Only Ward 1 Alderman Ben Carver voted against the rezoning. Ward 3 Alderman Eric Parker recused himself from the vote because until recently he worked with the land''s developer, Frank Brewer.  


Brewer plans to build 63 single-family homes on the property, according to plans filed with the city. 


Residents of the nearby Academy Place and Stonegate subdivisions, however, were adamantly against the zoning change and housing plans. After the meeting, John Gaskin, who serves as president of the Academy Place Homeowner''s Association, wasn''t happy with the board.  


"I seriously think they dropped the ball on this one," Gaskin said.  

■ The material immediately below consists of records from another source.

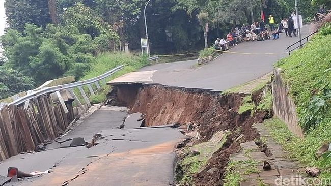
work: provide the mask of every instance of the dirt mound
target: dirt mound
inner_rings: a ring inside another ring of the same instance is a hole
[[[244,94],[221,95],[208,90],[158,84],[121,85],[114,90],[109,95],[116,100],[114,103],[127,106],[131,113],[146,114],[146,126],[179,122],[191,133],[191,143],[208,141],[219,131],[231,132],[204,169],[194,175],[192,182],[196,185],[223,184],[222,179],[230,156],[239,149],[236,139],[242,135],[241,140],[245,141],[259,137],[252,125],[263,121],[266,114],[263,111],[251,114],[251,110],[238,114],[237,110],[247,95]],[[260,101],[261,93],[262,90],[253,95],[255,105]],[[207,172],[211,168],[217,171],[212,174]]]

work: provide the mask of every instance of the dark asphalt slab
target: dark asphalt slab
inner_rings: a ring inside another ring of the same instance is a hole
[[[308,35],[308,29],[307,26],[304,27],[304,36]],[[279,40],[244,42],[231,51],[283,52],[286,52],[287,46],[298,39],[286,38],[281,34]],[[273,63],[285,56],[286,54],[244,55],[226,53],[197,68],[192,67],[197,60],[190,60],[153,65],[141,71],[157,70],[152,77],[154,83],[224,90],[270,72]],[[102,107],[64,138],[84,137],[86,141],[90,142],[95,134],[103,133],[105,138],[100,140],[97,145],[89,149],[84,146],[58,148],[59,144],[54,143],[48,147],[54,149],[20,154],[1,162],[0,174],[6,175],[8,168],[12,166],[27,173],[53,169],[51,173],[14,185],[172,184],[175,165],[174,149],[176,143],[185,136],[178,129],[171,128],[118,129],[123,118],[126,116],[126,112],[115,111]],[[134,122],[131,123],[136,125]]]
[[[302,38],[309,34],[309,25],[301,29]],[[262,76],[273,70],[273,65],[288,55],[286,48],[299,40],[281,33],[279,39],[243,42],[231,49],[241,53],[281,53],[278,54],[247,55],[224,53],[216,60],[195,67],[197,60],[157,64],[140,71],[157,70],[153,83],[171,86],[212,89],[223,91]],[[298,45],[297,45],[298,46]]]
[[[138,115],[133,114],[131,121]],[[14,185],[61,185],[66,181],[69,185],[131,185],[140,182],[140,185],[169,185],[173,181],[173,150],[185,136],[170,127],[119,129],[127,116],[126,112],[103,106],[64,138],[81,137],[90,142],[100,133],[105,138],[98,145],[89,149],[57,148],[59,145],[54,142],[49,146],[55,149],[6,160],[0,164],[0,174],[7,175],[9,167],[26,173],[52,169],[49,174],[8,184]],[[128,124],[136,127],[133,122]],[[113,178],[109,179],[109,175]]]

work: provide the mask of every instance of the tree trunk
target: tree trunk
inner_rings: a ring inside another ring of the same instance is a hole
[[[50,19],[54,24],[59,24],[58,15],[57,14],[57,0],[48,0],[48,10],[50,14]]]
[[[203,35],[205,37],[205,48],[207,48],[208,47],[208,40],[207,39],[207,32],[206,29],[203,29]]]

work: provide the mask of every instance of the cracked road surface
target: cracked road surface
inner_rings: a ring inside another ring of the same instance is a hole
[[[284,33],[283,33],[284,34]],[[308,27],[302,29],[304,37]],[[244,42],[231,51],[249,53],[286,52],[298,37],[273,41]],[[186,88],[224,90],[256,79],[271,71],[278,59],[286,54],[246,55],[226,53],[199,68],[197,60],[155,65],[141,70],[150,71],[153,82]],[[145,74],[145,73],[142,73]],[[53,143],[43,152],[20,154],[0,164],[0,174],[9,167],[25,172],[53,172],[29,178],[22,185],[169,185],[174,178],[176,144],[184,137],[171,128],[117,129],[126,113],[102,107],[65,138],[84,137],[90,142],[102,131],[106,137],[89,149],[85,147],[57,148]],[[167,124],[167,123],[164,123]],[[139,126],[137,126],[139,127]],[[54,149],[50,149],[53,148]],[[10,183],[12,185],[12,183]]]
[[[9,167],[17,167],[29,173],[44,171],[55,165],[53,172],[14,185],[172,184],[175,157],[173,150],[185,136],[178,129],[171,128],[117,129],[126,116],[125,112],[109,111],[103,106],[65,137],[82,137],[90,142],[95,134],[101,132],[105,137],[99,141],[98,145],[89,149],[57,148],[13,157],[0,164],[0,174],[7,175]],[[56,148],[57,145],[57,143],[50,146]]]
[[[309,25],[304,26],[301,29],[302,38],[309,34]],[[281,54],[224,53],[214,61],[198,68],[193,68],[197,60],[192,60],[147,66],[140,71],[153,72],[152,83],[223,91],[262,77],[272,71],[274,63],[288,55],[286,47],[298,40],[298,37],[286,37],[285,33],[281,33],[278,40],[244,42],[230,50],[242,53],[284,52]]]

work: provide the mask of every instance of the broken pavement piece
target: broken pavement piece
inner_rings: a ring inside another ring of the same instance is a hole
[[[305,169],[305,172],[309,176],[312,177],[316,177],[319,175],[320,171],[318,169],[318,167],[308,167]]]
[[[11,178],[10,177],[0,175],[0,185],[4,185],[5,184],[10,182]]]
[[[40,175],[40,174],[48,174],[51,172],[52,172],[53,171],[52,169],[49,169],[48,170],[46,170],[46,171],[44,172],[41,172],[41,171],[33,171],[32,172],[30,172],[30,174],[31,174],[33,176],[36,176],[38,175]]]
[[[207,171],[207,173],[210,174],[213,174],[215,172],[217,172],[217,171],[218,171],[218,169],[216,167],[213,167]]]
[[[7,177],[8,177],[15,179],[16,178],[21,178],[23,177],[31,176],[33,176],[33,175],[30,174],[26,173],[24,172],[18,170],[18,169],[16,167],[8,168],[8,172],[7,172]]]
[[[56,141],[57,142],[58,142],[58,143],[60,143],[61,144],[61,143],[64,143],[65,142],[71,141],[71,140],[72,140],[72,138],[68,138],[68,139],[66,139],[65,140],[56,140],[55,141]]]
[[[266,161],[264,161],[264,162],[263,162],[263,170],[270,170],[271,169],[271,166],[270,165],[270,163],[269,162],[267,162]]]
[[[86,145],[86,142],[84,140],[84,138],[77,137],[73,138],[71,141],[64,142],[60,145],[60,147],[74,147],[79,146],[84,146],[85,145]]]
[[[186,129],[186,130],[187,131],[189,131],[192,129],[193,129],[193,125],[189,122],[188,124],[187,124],[187,129]]]
[[[238,142],[240,141],[241,139],[244,137],[244,135],[241,134],[240,134],[236,139],[236,140],[235,141],[236,142]]]

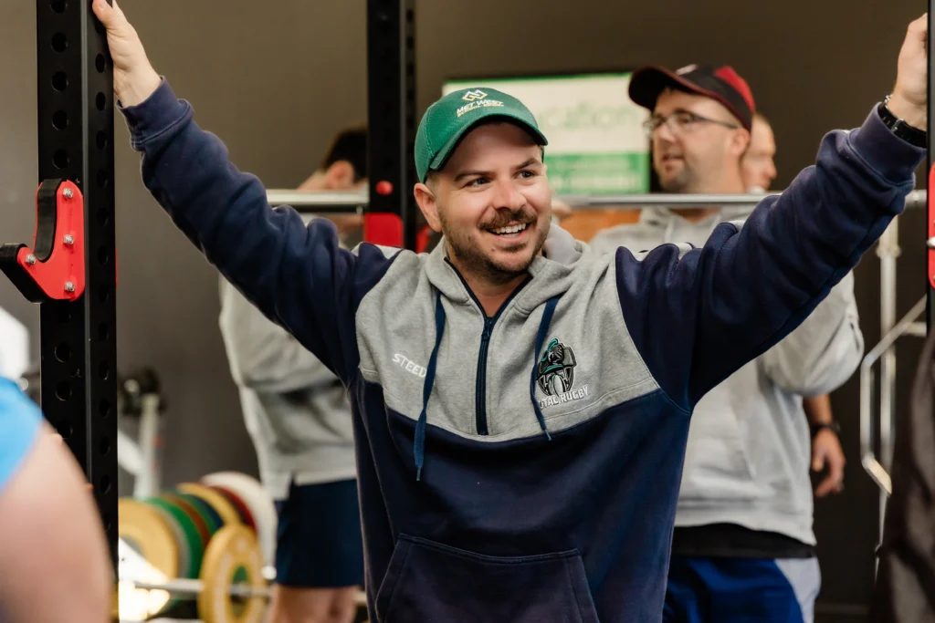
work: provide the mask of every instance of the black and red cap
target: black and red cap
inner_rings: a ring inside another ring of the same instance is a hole
[[[679,91],[705,95],[723,104],[748,131],[754,122],[756,104],[746,80],[733,67],[723,65],[690,64],[669,71],[663,67],[648,65],[633,72],[630,78],[630,99],[653,110],[663,89],[671,87]]]

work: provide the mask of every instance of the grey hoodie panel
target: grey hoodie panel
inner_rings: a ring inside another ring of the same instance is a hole
[[[665,208],[599,232],[596,253],[634,253],[661,244],[702,246],[719,223],[742,224],[724,209],[692,223]],[[802,395],[841,387],[860,363],[863,336],[848,275],[783,341],[709,391],[689,427],[677,526],[733,523],[813,544],[811,435]]]
[[[351,404],[338,377],[221,278],[219,325],[260,476],[276,499],[356,476]]]
[[[562,235],[562,231],[554,234]],[[550,254],[568,263],[537,258],[530,267],[532,279],[509,302],[492,331],[483,392],[486,435],[479,434],[477,427],[479,349],[463,351],[454,346],[468,336],[474,337],[468,343],[480,344],[482,312],[445,261],[445,245],[429,255],[404,251],[396,260],[365,297],[356,318],[361,373],[383,389],[387,406],[419,418],[436,340],[439,291],[446,325],[427,408],[430,425],[486,442],[542,434],[529,385],[538,363],[533,351],[545,304],[555,296],[560,298],[542,350],[556,340],[573,363],[567,366],[567,387],[560,377],[552,378],[545,389],[536,385],[536,400],[550,432],[658,389],[624,323],[613,259],[589,254],[580,244],[569,254],[567,245],[556,248],[554,237],[550,240]],[[594,326],[605,330],[595,332]]]

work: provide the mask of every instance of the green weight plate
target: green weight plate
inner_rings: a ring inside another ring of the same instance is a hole
[[[188,550],[188,570],[185,573],[185,577],[198,577],[201,573],[201,559],[204,556],[205,545],[202,543],[201,535],[198,533],[198,529],[194,521],[189,517],[188,513],[168,500],[149,498],[146,500],[146,503],[156,508],[163,509],[179,522],[182,531],[185,533],[186,541],[186,543],[180,544],[180,545],[184,546]]]
[[[160,497],[163,500],[168,500],[188,514],[188,517],[194,522],[194,527],[198,529],[202,549],[208,547],[208,542],[211,540],[211,528],[197,507],[194,506],[190,501],[172,492],[163,493]]]
[[[179,489],[173,490],[172,495],[179,496],[197,509],[198,514],[205,519],[205,525],[208,526],[209,538],[214,536],[219,530],[224,527],[223,519],[221,518],[218,512],[199,496],[183,493]]]

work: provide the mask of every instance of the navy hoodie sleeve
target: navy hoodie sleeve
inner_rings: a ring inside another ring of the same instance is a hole
[[[193,120],[165,80],[142,104],[121,108],[146,187],[209,262],[345,384],[359,354],[354,312],[389,262],[372,245],[338,247],[333,223],[308,227],[295,210],[273,209],[255,177]]]
[[[662,389],[690,410],[712,388],[793,331],[905,205],[925,152],[873,110],[836,131],[815,164],[764,201],[742,228],[719,225],[683,254],[616,251],[624,319]]]

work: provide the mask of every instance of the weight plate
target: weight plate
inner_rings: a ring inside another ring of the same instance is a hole
[[[179,544],[172,529],[154,508],[137,500],[117,503],[120,538],[166,579],[179,576]]]
[[[219,472],[201,479],[205,485],[223,487],[237,494],[256,522],[256,536],[267,565],[276,563],[276,527],[279,515],[269,493],[256,478],[238,472]]]
[[[208,549],[208,543],[211,540],[211,535],[213,534],[213,531],[211,530],[212,527],[208,525],[208,520],[205,519],[205,516],[202,515],[198,507],[193,504],[191,500],[186,499],[184,495],[180,495],[174,492],[165,492],[160,497],[163,500],[168,500],[173,504],[185,511],[185,514],[192,517],[192,521],[194,522],[194,527],[198,530],[198,536],[201,537],[201,553],[204,555],[205,550]]]
[[[243,524],[225,526],[211,540],[201,567],[204,588],[198,594],[198,617],[205,623],[261,623],[266,610],[262,597],[233,598],[230,587],[266,588],[263,552],[256,535]]]
[[[224,526],[243,523],[240,521],[240,515],[237,512],[227,498],[221,495],[210,487],[199,485],[197,483],[184,483],[177,487],[182,493],[189,493],[204,500],[208,504],[221,516],[221,521]]]
[[[188,544],[188,536],[185,534],[185,530],[181,527],[181,524],[179,523],[179,520],[162,506],[155,506],[153,504],[150,504],[150,506],[159,513],[159,515],[163,517],[163,520],[165,521],[165,525],[171,529],[172,534],[175,536],[176,543],[179,545],[179,573],[186,573],[190,569],[189,559],[192,556],[192,552]]]
[[[201,518],[205,520],[205,525],[208,526],[209,541],[214,536],[215,532],[224,527],[224,522],[221,520],[221,516],[218,515],[217,511],[198,496],[192,495],[191,493],[182,493],[179,489],[173,489],[172,495],[178,496],[192,504],[193,508],[201,516]]]
[[[185,533],[185,547],[188,548],[188,569],[183,577],[196,578],[201,571],[201,559],[205,555],[205,545],[194,520],[184,509],[164,498],[149,498],[146,503],[160,508],[175,518]]]
[[[224,496],[228,502],[234,504],[234,508],[237,509],[237,514],[240,516],[240,523],[256,531],[256,522],[253,521],[253,516],[247,504],[244,503],[244,501],[240,499],[240,496],[224,487],[211,487],[211,488]]]

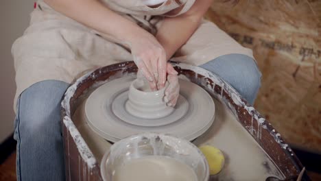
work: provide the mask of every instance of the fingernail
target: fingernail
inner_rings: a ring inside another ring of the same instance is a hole
[[[164,101],[167,103],[169,101],[168,98],[167,96],[164,97]]]

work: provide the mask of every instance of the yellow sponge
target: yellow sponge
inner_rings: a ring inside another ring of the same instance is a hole
[[[200,149],[206,158],[210,168],[210,174],[217,174],[224,166],[224,156],[219,149],[210,146],[200,146]]]

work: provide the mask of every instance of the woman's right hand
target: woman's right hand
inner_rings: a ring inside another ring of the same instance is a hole
[[[152,90],[163,88],[167,73],[166,53],[156,38],[145,32],[135,36],[128,45],[134,62],[149,81]]]

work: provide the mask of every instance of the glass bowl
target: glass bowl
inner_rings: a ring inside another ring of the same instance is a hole
[[[191,169],[198,181],[209,180],[209,164],[196,146],[171,135],[150,132],[123,138],[110,147],[100,164],[103,180],[115,181],[117,168],[133,159],[148,156],[174,158]]]

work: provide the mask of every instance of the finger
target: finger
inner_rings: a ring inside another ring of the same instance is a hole
[[[154,79],[155,80],[155,83],[158,83],[158,59],[156,58],[155,60],[152,60],[152,68],[154,75]]]
[[[161,89],[165,86],[166,82],[166,73],[167,71],[166,53],[161,53],[158,61],[158,89]]]
[[[171,75],[178,75],[178,73],[174,69],[170,63],[167,63],[167,73]]]
[[[148,82],[149,84],[150,84],[150,90],[152,91],[156,91],[157,90],[157,85],[155,83],[154,81],[153,82]]]
[[[146,77],[148,81],[153,82],[154,78],[148,71],[147,67],[145,64],[144,62],[140,58],[136,58],[136,56],[134,56],[134,62],[135,62],[136,65],[137,65],[139,69],[141,71],[143,75],[144,75],[145,77]]]
[[[173,99],[174,99],[176,95],[178,94],[179,89],[180,88],[178,84],[173,85],[172,86],[169,86],[165,93],[165,97],[164,97],[164,100],[165,101],[165,102],[166,102],[166,100],[167,101],[170,101]]]
[[[178,95],[174,99],[169,101],[168,106],[174,107],[176,105],[177,100],[178,99],[179,95]]]

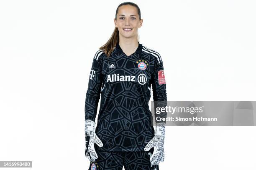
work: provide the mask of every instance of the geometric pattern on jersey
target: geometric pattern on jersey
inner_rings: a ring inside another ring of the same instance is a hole
[[[98,158],[90,162],[88,170],[91,170],[93,163],[96,165],[95,170],[122,170],[123,166],[125,170],[159,170],[158,165],[151,166],[149,161],[154,149],[148,152],[108,152],[98,148],[95,146]]]
[[[159,85],[158,81],[158,72],[163,70],[159,53],[141,44],[128,56],[118,43],[109,58],[103,50],[96,52],[89,76],[85,116],[95,121],[100,99],[95,130],[103,144],[99,149],[144,150],[154,137],[148,106],[151,86],[154,100],[167,100],[166,84]]]

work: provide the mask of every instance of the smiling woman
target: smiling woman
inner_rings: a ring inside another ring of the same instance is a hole
[[[133,53],[138,46],[138,30],[143,22],[141,17],[141,10],[137,5],[129,2],[119,5],[114,18],[114,32],[109,40],[100,49],[104,50],[109,57],[115,45],[120,43],[127,55]],[[128,48],[123,48],[124,43],[128,46]]]
[[[164,158],[165,122],[151,125],[148,102],[151,86],[154,101],[167,100],[163,61],[138,40],[143,20],[137,5],[120,4],[114,22],[110,38],[93,58],[86,92],[89,169],[158,170]]]

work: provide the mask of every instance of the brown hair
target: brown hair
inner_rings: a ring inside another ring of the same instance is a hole
[[[119,7],[125,5],[130,5],[137,8],[138,13],[138,14],[140,20],[141,19],[141,10],[140,10],[140,8],[136,4],[131,2],[123,2],[118,5],[115,11],[115,19],[116,20],[116,15],[117,15]],[[139,38],[138,37],[138,38]],[[113,52],[114,48],[115,46],[118,43],[119,43],[119,32],[118,31],[118,28],[115,27],[110,38],[108,40],[105,44],[100,48],[100,50],[104,50],[105,53],[108,57],[109,57],[111,52]]]

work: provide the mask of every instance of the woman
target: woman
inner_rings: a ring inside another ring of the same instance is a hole
[[[158,170],[164,159],[165,124],[151,125],[148,103],[151,85],[154,101],[167,100],[162,59],[138,41],[143,20],[138,5],[120,4],[114,21],[110,38],[94,56],[86,93],[89,169]]]

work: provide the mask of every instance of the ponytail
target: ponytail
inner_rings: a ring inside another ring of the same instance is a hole
[[[109,40],[105,44],[100,48],[100,50],[104,50],[106,55],[108,58],[118,43],[119,43],[119,31],[118,28],[116,27]]]

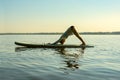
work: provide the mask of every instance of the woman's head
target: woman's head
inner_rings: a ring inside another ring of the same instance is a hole
[[[60,41],[61,44],[64,44],[64,42],[65,42],[65,39],[62,39],[62,40]]]

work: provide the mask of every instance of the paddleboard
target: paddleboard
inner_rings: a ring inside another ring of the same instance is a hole
[[[70,44],[51,45],[51,44],[28,44],[28,43],[21,43],[21,42],[15,42],[15,44],[19,46],[28,47],[28,48],[92,48],[94,47],[90,45],[70,45]]]

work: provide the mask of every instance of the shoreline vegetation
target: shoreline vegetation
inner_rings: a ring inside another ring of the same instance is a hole
[[[0,33],[0,35],[60,35],[62,32],[40,32],[40,33]],[[81,32],[82,35],[120,35],[118,32]]]

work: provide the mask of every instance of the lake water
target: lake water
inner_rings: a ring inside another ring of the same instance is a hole
[[[60,35],[0,35],[0,80],[120,80],[120,35],[82,35],[94,48],[21,48]],[[81,44],[75,37],[66,44]]]

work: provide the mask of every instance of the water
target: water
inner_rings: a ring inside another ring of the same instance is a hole
[[[94,48],[20,48],[15,41],[54,42],[60,35],[0,35],[0,80],[119,80],[119,35],[82,35]],[[71,36],[66,44],[80,44]]]

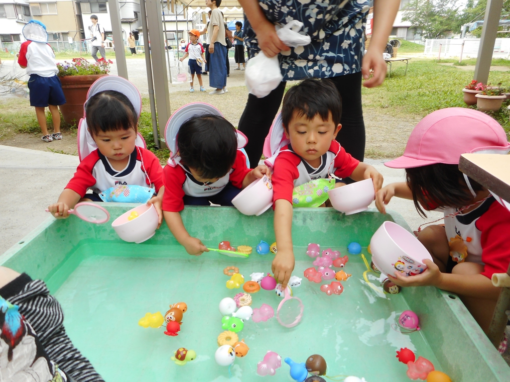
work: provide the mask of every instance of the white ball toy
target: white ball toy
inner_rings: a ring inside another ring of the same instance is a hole
[[[218,348],[214,353],[214,360],[220,366],[228,366],[234,363],[236,352],[230,345],[223,345]]]
[[[220,313],[223,316],[230,316],[236,311],[237,305],[233,298],[225,297],[220,302]]]

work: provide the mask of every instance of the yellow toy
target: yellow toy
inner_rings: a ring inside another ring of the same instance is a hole
[[[244,277],[243,275],[236,273],[233,275],[230,280],[226,282],[226,287],[229,289],[239,288],[244,282]]]
[[[165,319],[160,312],[157,312],[154,314],[150,313],[145,313],[145,316],[140,319],[138,324],[143,328],[160,328],[165,322]]]

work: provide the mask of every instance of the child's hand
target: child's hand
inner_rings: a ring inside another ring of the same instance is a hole
[[[196,237],[190,236],[183,243],[183,245],[188,253],[193,256],[199,256],[203,252],[209,252],[207,247],[203,245],[203,243],[200,239],[197,239]]]
[[[440,285],[443,279],[443,274],[439,267],[433,261],[426,259],[423,260],[427,269],[420,275],[415,276],[403,276],[400,272],[395,272],[395,277],[388,275],[390,281],[401,287],[408,286],[438,286]]]
[[[69,206],[60,202],[50,204],[48,207],[48,211],[52,212],[57,219],[65,219],[69,217]]]
[[[271,270],[274,278],[282,284],[282,287],[285,289],[289,282],[294,270],[295,264],[294,253],[292,251],[278,251],[274,256]]]

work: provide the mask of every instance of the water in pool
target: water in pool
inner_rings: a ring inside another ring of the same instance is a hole
[[[334,249],[347,254],[345,248]],[[305,249],[294,251],[293,274],[303,277],[303,271],[313,266],[312,259]],[[252,272],[270,272],[273,256],[254,251],[247,259],[212,253],[194,257],[176,246],[87,244],[76,249],[48,284],[64,309],[69,336],[107,381],[260,380],[257,363],[268,350],[282,357],[277,380],[290,379],[285,358],[304,362],[320,354],[330,376],[407,381],[407,367],[395,358],[396,350],[404,347],[440,369],[420,332],[402,334],[395,324],[400,313],[409,309],[403,296],[378,296],[363,281],[366,268],[361,256],[350,255],[343,269],[352,276],[342,282],[341,295],[328,296],[320,290],[321,285],[334,279],[316,284],[303,278],[293,289],[304,306],[296,326],[284,328],[275,317],[265,322],[245,322],[238,335],[250,349],[244,358],[236,358],[231,375],[228,368],[214,361],[217,338],[223,331],[218,304],[243,291],[225,287],[230,278],[223,269],[237,266],[249,280]],[[266,304],[275,314],[281,301],[274,291],[261,289],[251,296],[252,308]],[[178,336],[165,335],[163,327],[138,325],[146,313],[164,315],[170,304],[180,302],[188,309]],[[170,357],[180,347],[194,350],[196,359],[175,365]]]

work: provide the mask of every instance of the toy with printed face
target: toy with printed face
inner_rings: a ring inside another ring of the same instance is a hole
[[[346,255],[343,257],[339,257],[333,260],[333,266],[337,268],[343,268],[348,261],[349,257]]]
[[[249,308],[249,307],[247,307]],[[244,327],[244,323],[240,318],[224,316],[221,319],[221,328],[223,330],[230,330],[231,332],[237,333],[242,331]]]
[[[313,281],[318,284],[322,281],[322,274],[315,268],[308,268],[305,269],[303,275],[309,281]]]
[[[407,362],[407,371],[406,374],[412,379],[418,378],[425,380],[431,371],[434,371],[434,365],[428,360],[420,356],[414,362]]]
[[[320,254],[320,245],[314,243],[310,243],[308,244],[308,249],[307,250],[307,255],[310,257],[317,257]]]
[[[319,267],[319,271],[322,275],[324,280],[331,280],[335,278],[335,271],[330,268],[325,268],[323,266]]]
[[[320,290],[327,295],[330,296],[332,294],[341,294],[344,291],[344,287],[339,282],[332,281],[331,284],[325,284],[321,286]]]
[[[282,357],[270,350],[266,353],[264,359],[257,365],[257,373],[262,377],[274,375],[276,369],[282,366]]]

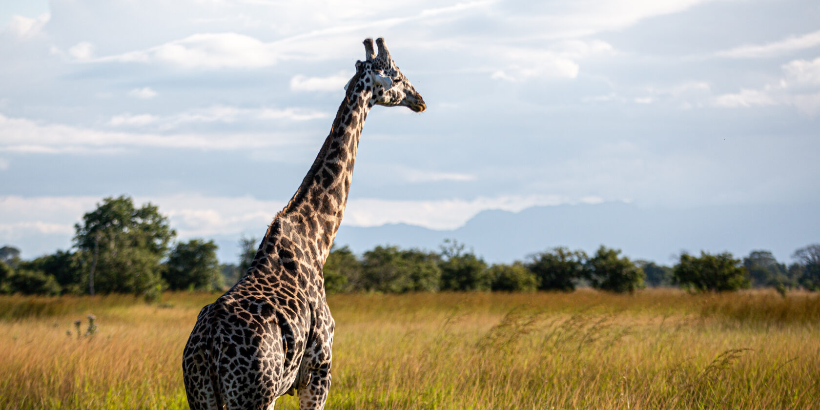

Ward 4 Alderman Richard Corey made the motion to approve the zoning change "based on changing conditions in the area," he said. Corey cited three or four other recent zoning changes near the site, from business districts to residential.  


The city''s planning and zoning commission last week recommended aldermen approve the rezoning. City Planner Ben Griffith did, as well.  


Ward 5 Alderman Jeremiah Dumas said he voted in favor of the rezoning because he respects the judgement of the city''s planners.  


"I really trust the opinion of these individuals I hold in high regard," Dumas said. 


Still, Gaskin and attorney John Crecink, who was representing the Academy Place Homeowner''s Association, said conditions in the area have not changed since last year at this time, when the former Board of Aldermen denied Brewer''s request to rezone the property from a C-2 district to a R-3 multi-family district. The same group of residents last year protested the C-2 to R-3 request. 


"No change has happened in the past year," Gaskin said. 


In the time since last summer, Griffith drew up the R-3A district, saying the "multi-family" title in the R-3 district was confusing to some. Nearby residents thought developers could construct apartment buildings in an R-3 district, but that''s not the case, Griffith said, though it does allow duplexes and triplexes. The R-3A single-family district doesn''t allow duplexes or triplexes.  


Attorney John Moore, who spoke to the Board of Aldermen with Brewer, said the property has been for sale for roughly a decade, but still has received no takers. He and Brewer said the parcel probably would remain on the market if it remained a commercial property.  


"This property is never going to move as a C-2," Moore said. "There''s way too much commercial property in Starkville already." 


Aldermen still must approve Brewer''s land development plans, but Gaskin said the city might be in store for a legal battle about the zoning change. 


"We''ll talk about our legal options tomorrow," Gaskin said, but did not elaborate.  


Brewer, on the other hand, was relieved aldermen approved the rezoning.  


"I just want to thank the board for trusting their planning and zoning people," Brewer said.  




Other business 


In other business, the Board of Aldermen approved the striping of new bicycle lanes on two heavily traveled streets in town.   


The first new lanes will run along each side of Jackson Street, from Lampkin Street to Green Street. This stretch of road recently was paved with city funds. 


New striping will include bicycle lanes 4 1/2 feet wide on each side. Of the 4 1/2 feet, 3 feet will be asphalt while the remaining 18 inches will be concrete gutter. 


The second set of new lanes will run along each side of Montgomery Street, from Lampkin Street to Yellow Jacket Drive. Those lanes also will be 4 1/2 feet in width.  


Both the Jackson and Montgomery Street bike lanes eventually will be extended when the city paves the remainder of those roads with federal stimulus dollars.  


When the stimulus sections are done, the path will extend all the way to Highway 12 on Jackson Street. On Montgomery Street, meanwhile, the lanes will continue to Locksley Way, then stop before picking up again from Lynn Lane to Academy Road.  


The lanes on Montgomery Street also would extend a few blocks north from Lampkin Street, up to Highway 182.  


Jim Gafford, who spoke on behalf of the city''s sidewalk committee, said the new lanes will make the roads safer for cyclists and motorists. 


"We''re really not trying to promote more cycling; we''re trying to promote safety," Gafford said. "The cyclists are already out there."